Anthony

Longtones:
Continue fading-in longtones: Your throat should be open like a yawn and the front of your tongue should be high in your mouth (eeh voicing), shooting the air faster through the instrument. Playing like this with smaller amounts of air will allow you to make a note sound at very low volumes.

Technique:
Memorize C and F major scales (lesson 11 at the bottom of the page).
Elementary Method Lesson 11 #2 and Lesson 9 #5.

Warmup:
Continue Blue Bells of Scotland: Elementary Method Lesson 9 #3.

Repertoire:
Continue All Blues – listen to it here. Practice with a metronome and try to imitate the swing feeling from the recording. We’ll spend more time on this next week.

Jackson

I hope you had a great week! Here’s the post from last week:

Keep track of your days of practice this week. Daily/regular practice, even for just a few minutes, is much more fruitful than cramming.

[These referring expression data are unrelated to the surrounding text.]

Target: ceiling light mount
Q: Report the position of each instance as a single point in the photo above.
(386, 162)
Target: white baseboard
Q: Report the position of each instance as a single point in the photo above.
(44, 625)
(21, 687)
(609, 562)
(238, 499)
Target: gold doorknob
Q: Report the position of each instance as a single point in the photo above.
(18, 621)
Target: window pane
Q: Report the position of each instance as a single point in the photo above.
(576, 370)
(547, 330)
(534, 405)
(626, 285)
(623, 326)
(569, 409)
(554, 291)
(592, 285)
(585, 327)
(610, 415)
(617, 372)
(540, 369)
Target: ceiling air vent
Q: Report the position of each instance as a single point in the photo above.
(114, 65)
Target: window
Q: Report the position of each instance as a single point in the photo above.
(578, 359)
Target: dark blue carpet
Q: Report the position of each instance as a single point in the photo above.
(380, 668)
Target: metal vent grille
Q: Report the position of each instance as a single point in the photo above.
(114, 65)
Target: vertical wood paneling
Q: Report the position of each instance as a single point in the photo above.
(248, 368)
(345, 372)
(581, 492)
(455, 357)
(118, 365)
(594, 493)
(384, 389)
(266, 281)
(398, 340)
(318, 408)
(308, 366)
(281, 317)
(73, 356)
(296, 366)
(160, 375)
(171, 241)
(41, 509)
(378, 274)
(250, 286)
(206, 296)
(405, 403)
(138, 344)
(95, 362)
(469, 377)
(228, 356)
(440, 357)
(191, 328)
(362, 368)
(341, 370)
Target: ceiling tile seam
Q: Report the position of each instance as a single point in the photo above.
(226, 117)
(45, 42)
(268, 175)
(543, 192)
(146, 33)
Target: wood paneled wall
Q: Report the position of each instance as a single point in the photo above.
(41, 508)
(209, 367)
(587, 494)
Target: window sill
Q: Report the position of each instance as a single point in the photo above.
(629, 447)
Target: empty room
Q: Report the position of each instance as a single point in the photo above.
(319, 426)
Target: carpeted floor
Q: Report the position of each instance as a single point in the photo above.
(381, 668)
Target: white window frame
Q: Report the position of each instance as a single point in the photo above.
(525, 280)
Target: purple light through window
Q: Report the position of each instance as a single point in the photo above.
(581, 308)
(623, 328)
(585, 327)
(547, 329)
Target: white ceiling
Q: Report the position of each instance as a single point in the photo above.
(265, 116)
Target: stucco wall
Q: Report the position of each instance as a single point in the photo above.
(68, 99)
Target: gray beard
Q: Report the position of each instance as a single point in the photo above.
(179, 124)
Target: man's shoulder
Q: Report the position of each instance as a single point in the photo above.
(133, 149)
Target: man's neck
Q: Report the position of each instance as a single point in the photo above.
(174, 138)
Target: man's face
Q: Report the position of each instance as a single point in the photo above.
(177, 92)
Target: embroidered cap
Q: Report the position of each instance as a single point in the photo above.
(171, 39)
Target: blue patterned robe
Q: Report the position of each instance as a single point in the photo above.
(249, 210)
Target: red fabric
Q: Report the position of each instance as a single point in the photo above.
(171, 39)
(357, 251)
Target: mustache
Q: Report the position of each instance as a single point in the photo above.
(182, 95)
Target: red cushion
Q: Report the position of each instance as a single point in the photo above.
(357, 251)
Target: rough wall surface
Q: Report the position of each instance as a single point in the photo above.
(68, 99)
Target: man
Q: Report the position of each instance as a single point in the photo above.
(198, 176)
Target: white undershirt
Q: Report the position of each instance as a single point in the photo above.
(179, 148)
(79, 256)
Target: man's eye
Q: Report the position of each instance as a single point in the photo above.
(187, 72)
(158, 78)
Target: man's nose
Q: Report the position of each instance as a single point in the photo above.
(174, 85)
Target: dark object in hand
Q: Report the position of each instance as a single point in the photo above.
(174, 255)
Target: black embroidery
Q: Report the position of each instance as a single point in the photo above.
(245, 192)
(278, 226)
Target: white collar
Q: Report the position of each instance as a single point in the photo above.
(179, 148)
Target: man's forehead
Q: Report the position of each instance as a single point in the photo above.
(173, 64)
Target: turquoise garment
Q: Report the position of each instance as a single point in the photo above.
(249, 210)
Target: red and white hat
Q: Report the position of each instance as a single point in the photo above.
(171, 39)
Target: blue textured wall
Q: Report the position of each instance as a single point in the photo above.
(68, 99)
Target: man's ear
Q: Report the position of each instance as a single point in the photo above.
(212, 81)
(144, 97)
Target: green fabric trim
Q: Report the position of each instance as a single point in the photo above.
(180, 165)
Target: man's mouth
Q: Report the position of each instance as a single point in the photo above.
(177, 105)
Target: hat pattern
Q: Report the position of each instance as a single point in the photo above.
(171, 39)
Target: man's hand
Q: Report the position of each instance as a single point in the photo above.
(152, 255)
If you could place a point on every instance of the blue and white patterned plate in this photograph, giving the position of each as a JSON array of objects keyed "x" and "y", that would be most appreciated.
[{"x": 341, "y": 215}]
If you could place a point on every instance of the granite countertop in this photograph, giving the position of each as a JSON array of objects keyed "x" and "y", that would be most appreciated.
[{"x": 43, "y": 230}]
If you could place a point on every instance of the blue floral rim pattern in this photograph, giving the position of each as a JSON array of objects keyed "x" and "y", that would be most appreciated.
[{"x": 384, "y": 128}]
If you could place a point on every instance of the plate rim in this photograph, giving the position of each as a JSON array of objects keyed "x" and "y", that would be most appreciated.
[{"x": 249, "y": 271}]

Register Switch Exercise: low G to middle D. Practice switching with the witch chin and strong air, then putting down your RH pinky C key. Use this note to play the circled 4 bars of Rudolph.
Technique: #12 and #14 in Galper Book
Repertoire: #15 in Galper

Ryan

Take a listen to Time Out by Dave Brubeck Quartet, and Take Five in Particular (14:16 in video).

Repertoire:
Take Five. Aim to get the whole melody (‘head’) to 100 bpm this week. Slow down the a) 16th note parts and b) chromatic 8th note parts in the B section and play them at a uniform slower tempo, making sure to keep good, even rhythm as you up the tempo. If you get the notes, try to imitate the articulation and glissandi that Paul Desmond plays in the recording.

Longtones:
1. Continue voicing exercise, adding overtone matching between first and second overtones.
2. Opposite octave exercise: add your octave key to F, but keep it from jumping up the octave by opening your throat (like a yawn) and relaxing the muscles in your embouchure. It might help to take a little more mouthpiece in your mouth than usual. Once you get it on the F, repeat on E, D, C, Bb, then G, A, B, C.

Warmup:
Use the circled bit on the second page of the Voxman etude as a longtone warmup, playing the G’s as an overtone from your low C and the F# as an overtone from your low B.

Scales:
Continue chromatic scale – aim to get to 115-120 bpm this week, going from low Bb to high F#. We’ll take this up next week.
Eb major full range. This week aim for 190 bpm.